Max knew that some spider puppies had been taught human speech, after a fashion, but it startled him; he jumped back. He then recovered and looked more closely. "Hello yourself," he answered. "My, but you are a fancy little fellow." The creature's fur was a deep, rich green on its back, giving way to orange on the sides and blending to warm cream color on its little round belly.

"Want out," stated the spider puppy.

"I can't let you out. I've got work to do." He read the card affixed to the cage: "Mr. Chips" it stated, _Pseudocanis hexapoda hesperae_, Owner: Miss E. Coburn, A-092; there followed a detailed instruction as to diet and care. Mr. Chips ate grubs, a supply of which was to be found in freezer compartment H-118, fresh fruits and vegetables, cooked or uncooked, and should receive iodine if neither seaweed nor artichokes was available. Max thumbed through his mind, went over what he had read about the creatures, decided the instructions were reasonable.

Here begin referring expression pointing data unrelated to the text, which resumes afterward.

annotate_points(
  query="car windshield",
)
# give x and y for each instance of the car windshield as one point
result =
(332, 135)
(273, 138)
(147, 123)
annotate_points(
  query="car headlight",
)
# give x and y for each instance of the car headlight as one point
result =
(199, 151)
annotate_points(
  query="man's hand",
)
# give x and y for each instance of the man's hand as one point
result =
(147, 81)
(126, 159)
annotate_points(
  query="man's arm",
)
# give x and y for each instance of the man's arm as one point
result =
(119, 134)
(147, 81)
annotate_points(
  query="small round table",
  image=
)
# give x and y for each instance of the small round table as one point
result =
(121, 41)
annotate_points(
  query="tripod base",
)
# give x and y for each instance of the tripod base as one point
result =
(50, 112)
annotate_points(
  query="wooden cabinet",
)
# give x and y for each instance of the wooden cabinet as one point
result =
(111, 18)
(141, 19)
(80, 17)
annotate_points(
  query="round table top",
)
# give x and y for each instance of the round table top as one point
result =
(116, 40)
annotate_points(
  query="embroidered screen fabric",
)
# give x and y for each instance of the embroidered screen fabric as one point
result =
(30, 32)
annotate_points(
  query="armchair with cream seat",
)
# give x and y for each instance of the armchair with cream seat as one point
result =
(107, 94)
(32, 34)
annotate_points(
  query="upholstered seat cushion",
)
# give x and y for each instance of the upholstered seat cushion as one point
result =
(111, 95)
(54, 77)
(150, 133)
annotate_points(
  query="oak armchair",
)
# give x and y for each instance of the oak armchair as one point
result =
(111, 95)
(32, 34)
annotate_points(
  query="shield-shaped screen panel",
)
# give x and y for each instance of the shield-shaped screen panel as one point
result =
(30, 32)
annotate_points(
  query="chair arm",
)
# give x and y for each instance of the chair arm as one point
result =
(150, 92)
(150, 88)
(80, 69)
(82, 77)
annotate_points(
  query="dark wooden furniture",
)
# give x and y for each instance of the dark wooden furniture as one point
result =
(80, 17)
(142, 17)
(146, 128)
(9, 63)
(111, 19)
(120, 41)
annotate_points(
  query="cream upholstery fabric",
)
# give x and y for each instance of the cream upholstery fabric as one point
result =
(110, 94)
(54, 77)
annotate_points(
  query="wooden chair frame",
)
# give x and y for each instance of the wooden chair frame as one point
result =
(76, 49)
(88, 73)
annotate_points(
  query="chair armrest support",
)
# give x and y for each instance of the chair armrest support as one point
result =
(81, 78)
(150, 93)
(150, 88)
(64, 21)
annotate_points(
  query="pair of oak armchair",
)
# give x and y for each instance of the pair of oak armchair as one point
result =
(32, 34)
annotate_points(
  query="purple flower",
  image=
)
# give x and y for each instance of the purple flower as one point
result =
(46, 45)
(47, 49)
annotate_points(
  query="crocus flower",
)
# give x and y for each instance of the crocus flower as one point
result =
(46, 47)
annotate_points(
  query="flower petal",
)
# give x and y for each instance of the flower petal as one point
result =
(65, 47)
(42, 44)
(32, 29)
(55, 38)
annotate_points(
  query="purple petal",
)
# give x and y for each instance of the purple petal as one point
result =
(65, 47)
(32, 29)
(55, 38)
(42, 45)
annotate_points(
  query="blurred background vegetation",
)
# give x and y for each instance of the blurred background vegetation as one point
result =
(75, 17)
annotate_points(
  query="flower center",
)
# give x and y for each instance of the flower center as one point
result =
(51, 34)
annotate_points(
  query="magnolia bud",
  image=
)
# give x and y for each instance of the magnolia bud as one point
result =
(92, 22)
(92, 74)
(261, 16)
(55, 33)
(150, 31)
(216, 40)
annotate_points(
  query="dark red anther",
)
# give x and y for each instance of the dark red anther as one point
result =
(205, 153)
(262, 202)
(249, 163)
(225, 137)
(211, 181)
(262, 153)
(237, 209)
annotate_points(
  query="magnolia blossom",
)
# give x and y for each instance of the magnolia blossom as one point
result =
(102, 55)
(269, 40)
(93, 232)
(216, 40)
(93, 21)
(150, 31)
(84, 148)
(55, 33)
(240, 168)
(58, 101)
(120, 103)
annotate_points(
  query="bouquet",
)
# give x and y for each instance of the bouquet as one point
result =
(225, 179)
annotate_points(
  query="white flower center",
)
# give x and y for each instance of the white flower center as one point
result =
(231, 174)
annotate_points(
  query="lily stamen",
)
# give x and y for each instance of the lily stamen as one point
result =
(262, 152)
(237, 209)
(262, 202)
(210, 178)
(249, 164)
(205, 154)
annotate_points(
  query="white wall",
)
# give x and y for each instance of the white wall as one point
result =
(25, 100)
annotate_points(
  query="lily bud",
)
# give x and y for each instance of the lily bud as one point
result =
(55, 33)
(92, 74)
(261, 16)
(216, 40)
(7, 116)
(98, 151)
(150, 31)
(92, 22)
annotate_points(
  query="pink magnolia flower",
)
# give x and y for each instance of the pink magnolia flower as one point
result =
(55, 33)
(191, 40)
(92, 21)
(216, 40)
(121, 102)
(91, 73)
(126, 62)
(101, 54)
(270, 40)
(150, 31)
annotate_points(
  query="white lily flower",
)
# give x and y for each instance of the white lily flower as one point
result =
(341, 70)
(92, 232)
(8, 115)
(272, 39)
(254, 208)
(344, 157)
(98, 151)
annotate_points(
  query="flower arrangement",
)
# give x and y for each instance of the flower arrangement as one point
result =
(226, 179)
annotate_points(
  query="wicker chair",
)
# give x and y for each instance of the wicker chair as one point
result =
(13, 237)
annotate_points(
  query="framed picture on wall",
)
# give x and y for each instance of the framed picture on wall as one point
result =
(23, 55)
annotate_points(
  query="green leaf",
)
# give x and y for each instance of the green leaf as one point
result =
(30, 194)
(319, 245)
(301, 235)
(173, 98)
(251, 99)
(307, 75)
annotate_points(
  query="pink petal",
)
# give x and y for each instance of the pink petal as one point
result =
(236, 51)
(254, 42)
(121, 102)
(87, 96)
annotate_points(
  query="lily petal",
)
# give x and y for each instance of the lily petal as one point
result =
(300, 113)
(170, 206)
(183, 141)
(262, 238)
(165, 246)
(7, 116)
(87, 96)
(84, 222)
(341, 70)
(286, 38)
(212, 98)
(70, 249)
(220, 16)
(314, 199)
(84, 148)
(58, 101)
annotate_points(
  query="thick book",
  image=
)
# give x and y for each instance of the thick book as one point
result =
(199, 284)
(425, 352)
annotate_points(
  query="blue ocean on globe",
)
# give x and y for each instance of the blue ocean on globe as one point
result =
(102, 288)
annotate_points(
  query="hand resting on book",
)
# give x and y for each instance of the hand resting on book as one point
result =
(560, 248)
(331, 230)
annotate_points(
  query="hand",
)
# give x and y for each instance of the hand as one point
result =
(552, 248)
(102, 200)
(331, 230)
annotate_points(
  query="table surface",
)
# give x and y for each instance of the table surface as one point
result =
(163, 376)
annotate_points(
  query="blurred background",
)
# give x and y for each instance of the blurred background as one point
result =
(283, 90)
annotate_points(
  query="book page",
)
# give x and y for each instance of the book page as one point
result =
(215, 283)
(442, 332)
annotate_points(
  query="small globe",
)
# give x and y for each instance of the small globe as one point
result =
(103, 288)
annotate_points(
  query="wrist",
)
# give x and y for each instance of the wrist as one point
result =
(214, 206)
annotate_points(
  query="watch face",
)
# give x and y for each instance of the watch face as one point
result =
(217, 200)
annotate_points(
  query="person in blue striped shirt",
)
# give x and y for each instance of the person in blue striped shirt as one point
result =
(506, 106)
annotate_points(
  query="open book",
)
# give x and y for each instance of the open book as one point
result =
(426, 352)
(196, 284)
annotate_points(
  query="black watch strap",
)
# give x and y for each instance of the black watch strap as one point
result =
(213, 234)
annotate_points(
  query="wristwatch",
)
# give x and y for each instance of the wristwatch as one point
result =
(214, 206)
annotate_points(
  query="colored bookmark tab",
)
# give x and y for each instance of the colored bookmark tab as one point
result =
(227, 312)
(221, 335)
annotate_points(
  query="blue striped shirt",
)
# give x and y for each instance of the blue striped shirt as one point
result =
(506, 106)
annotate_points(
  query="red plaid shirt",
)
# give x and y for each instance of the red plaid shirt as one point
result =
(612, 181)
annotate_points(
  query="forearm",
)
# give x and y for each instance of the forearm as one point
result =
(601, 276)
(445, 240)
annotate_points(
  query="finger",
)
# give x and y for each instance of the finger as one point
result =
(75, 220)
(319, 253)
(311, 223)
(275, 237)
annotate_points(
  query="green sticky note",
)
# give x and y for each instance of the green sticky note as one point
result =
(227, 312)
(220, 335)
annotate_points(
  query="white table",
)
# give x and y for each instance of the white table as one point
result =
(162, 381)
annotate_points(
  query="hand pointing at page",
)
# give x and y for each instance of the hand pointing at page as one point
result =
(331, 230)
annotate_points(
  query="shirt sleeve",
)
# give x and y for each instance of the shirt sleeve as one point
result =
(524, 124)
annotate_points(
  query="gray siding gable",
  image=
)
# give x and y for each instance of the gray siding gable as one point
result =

"_Please_ out!" Mr. Chips insisted.

It was an appeal hard to resist. No maiden fayre crying from a dungeon tower had ever put it more movingly. The compartment in which the cats were located was small and the door could be fastened; possibly Mr. Chips could be allowed a little run--but later; just now he had to take care of other animals.

When Max left, Mr. Chips was holding onto the bars and sobbing gently. Max looked back and saw that it was crying real tears; a drop trembled on the tip of its ridiculous little nose; it was hard to walk out on it. He had finished with the stables before tackling the kennel; once the dogs and cats were fed and their cages policed he was free to give attention to his new friend. He had fed it first off, which had stopped the crying. When he returned, however, the demand to be let out resumed.